Hindu Heritage Month logo
I am excited to share that Governor Gretchen Whitmer declared October 2021 as Hindu Heritage Month, and I thought it would be wonderful to share about my Hindu Heritage with you. To begin with here are some excerpts from the new proclamation:
WHEREAS, Hinduism is the third largest religion in the world with one billion devotees worldwide and four million in the United States; and,
WHEREAS, Hindu Americans represent one of the fastest growing communities in the country; and,
WHEREAS, the state of Michigan embraces the diversity represented in our communities and seeks to afford all residents the opportunity to better understand, recognize, and appreciate the rich history and shared experiences of Hindu Americans;
What are the first things that come to your mind when you hear the word Hindu? My guess is India, many Gods, Yoga, Breathing Exercises, Temples, Diwali, the Festival of Lights and of course Namaste! Yes, all of those are gifts Hinduism has given to the world.
Hinduism is the world’s oldest religion, with roots and customs dating back to 5,000 years. How did a religion manage to survive so many years?
Hinduism embraces many religious and spiritual ideas. For this reason, it is sometimes referred to as a “way of life” as opposed to a typical organized religion. So, there is no priest or pope, nor a single book that gets to decide the “correct Hindu way.” Each person has their own relationship with God and can choose how to express or not express it.
Hindus can be vegetarians, meat-eaters, or ‘fish’-eaterians! Hindu brides can wear red, or cannot wear white, or can only wear white. God can be a beautiful statue or just a plain rock; God can be the sun or the Ganges River. We can worship the cow, the basil plant, or meditate on the abstract energy deep within.

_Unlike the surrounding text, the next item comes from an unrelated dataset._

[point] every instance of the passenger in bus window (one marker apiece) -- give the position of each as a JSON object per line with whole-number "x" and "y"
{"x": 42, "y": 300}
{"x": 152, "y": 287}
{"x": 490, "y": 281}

And yes, Gods can be female too! Perhaps Hinduism is the only major religion where we have Goddesses. The Gods of Strength and the Gods of Knowledge, Arts and Culture and the Gods of Wealth and Prosperity are all female, and we call her “Mother.”
No one ritual trumps the other, no one God trumps the other, and no one festival trumps the other. Your relationship with your higher self is what you define it as and no one can tell you otherwise.
I think that this unique sense of freedom, to express your religion and spirituality as you see fit, is the reason that Hinduism has been accepted so willingly by each younger generation for over 5,000 years.
There are some universal values that tie Hindus together. There is karma, every action has a consequence, either in this life or the next, but there is a consequence. Family is important. Family is your ‘soul group’, you are born into, to complete your karmas. Parents are your world. Brothers and sisters are your protectors. Each relationship has its own name, not a generic Uncle/Aunt. So “Tau” is dad’s older brother. “Chacha” is dad’s younger brother. Education is important. ‘Knowledge’ has its own Goddess and festival. The path to enlightenment and liberation is always via a teacher or Guru. And in this fabric of life, nature, plants, animals, rivers, sun and moon all are woven together in a religion, and ‘a way of life’ that is over 5,000 years old.
So how does Hinduism play out as an immigrant? The inherent freedom that Hinduism gives, makes it easy for Hindus to live and assimilate in any part of the world. You will find Hindus around the world living successfully, without conflict, and excelling in their communities. It is not a coincidence that CEOs of so many global companies are people of Hindu heritage. Vasudhaiva Kutumbakam: The World is One Family!